Nevertheless, it is essential to acknowledge the study’s constraint of focusing solely on existing group members when interpreting the findings. We do acknowledge that distribution of an English-lonely survey might lead to potential bias and needs to be addressed in future research. An additional noteworthy constraint is the exclusive reliance on an online survey, thereby restricting accessibility and participation solely to individuals with the requisite technological facilities, potentially constraining the participant pool. We also accept that by not identifying specific triggers or events leading to PTSD in parents diagnosed with this disease, as another limitation to this study that should be explored in future research.

Conclusion

The results of this global survey are in harmony with the existing literature, highlighting the beneficial role that disease-specific support groups, customized for EA families, play in the promoting of emotional well-being. These groups provide a valuable platform for exchanging experiences and narratives, yielding benefits for both those who share their stories and those who receive this information.

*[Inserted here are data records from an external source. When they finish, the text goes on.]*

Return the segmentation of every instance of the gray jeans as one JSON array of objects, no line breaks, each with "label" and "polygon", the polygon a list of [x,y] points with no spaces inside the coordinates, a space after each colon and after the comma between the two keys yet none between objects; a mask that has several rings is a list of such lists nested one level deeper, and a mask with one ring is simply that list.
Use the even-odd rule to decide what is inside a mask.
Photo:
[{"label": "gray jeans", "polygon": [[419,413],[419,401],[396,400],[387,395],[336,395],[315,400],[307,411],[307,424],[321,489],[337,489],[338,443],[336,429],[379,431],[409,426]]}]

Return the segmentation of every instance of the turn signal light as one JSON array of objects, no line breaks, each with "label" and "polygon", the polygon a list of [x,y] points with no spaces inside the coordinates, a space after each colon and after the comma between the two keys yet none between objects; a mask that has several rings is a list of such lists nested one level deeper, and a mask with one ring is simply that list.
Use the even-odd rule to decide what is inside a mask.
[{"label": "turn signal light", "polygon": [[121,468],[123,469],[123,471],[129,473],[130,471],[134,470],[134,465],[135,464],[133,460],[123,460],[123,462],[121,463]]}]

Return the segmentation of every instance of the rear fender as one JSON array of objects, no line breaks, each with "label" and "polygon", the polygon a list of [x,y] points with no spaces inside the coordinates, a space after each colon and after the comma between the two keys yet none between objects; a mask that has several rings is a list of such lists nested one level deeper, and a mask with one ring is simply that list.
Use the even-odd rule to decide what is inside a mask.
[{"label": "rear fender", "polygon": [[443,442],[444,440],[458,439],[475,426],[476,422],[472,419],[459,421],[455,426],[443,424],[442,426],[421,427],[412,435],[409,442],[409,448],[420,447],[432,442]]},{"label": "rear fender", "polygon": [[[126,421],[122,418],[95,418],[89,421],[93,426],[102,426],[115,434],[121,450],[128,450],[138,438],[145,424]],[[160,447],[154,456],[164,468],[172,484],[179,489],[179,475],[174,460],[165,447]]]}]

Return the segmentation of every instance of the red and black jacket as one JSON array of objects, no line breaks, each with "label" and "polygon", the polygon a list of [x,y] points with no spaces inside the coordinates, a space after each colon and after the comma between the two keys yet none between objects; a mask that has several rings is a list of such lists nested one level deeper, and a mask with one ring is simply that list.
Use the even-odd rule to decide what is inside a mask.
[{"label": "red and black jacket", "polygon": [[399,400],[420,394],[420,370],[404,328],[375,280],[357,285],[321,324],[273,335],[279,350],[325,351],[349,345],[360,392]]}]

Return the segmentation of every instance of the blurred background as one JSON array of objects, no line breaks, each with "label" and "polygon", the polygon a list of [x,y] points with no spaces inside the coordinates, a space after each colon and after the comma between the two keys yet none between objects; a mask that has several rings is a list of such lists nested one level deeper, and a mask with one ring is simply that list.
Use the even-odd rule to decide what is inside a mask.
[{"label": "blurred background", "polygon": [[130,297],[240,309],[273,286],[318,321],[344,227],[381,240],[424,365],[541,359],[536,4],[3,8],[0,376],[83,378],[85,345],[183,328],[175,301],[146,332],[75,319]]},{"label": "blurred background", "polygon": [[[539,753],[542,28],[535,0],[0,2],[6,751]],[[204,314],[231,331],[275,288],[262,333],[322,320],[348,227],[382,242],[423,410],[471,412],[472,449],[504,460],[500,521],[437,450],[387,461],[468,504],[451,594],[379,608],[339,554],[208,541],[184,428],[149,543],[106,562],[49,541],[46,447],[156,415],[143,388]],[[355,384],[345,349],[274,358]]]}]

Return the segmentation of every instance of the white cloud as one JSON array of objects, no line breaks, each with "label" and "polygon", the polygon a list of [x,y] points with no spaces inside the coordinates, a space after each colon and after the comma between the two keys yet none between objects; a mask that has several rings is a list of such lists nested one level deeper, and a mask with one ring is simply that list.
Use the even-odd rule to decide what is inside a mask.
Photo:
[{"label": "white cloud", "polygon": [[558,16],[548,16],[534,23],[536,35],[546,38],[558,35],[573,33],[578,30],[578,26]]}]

However, our presented data raises concerns about the level of family-centered care provided to parents or caregivers of neonates born with EA. Healthcare professionals should consider the emotional and psychological needs of parents and work to improve the support and involvement they offer during the care journey of this group of children.

Given the distinctive challenges associated with rare conditions like EA, it becomes crucial to formally integrate disease-specific support groups into comprehensive multidisciplinary treatment strategies. This integration holds the potential to enhance the long-term outcomes for patients and their families. The robust support network already in place for individuals affected by EA stands as a potential model for other congenital diseases amenable to surgical correction.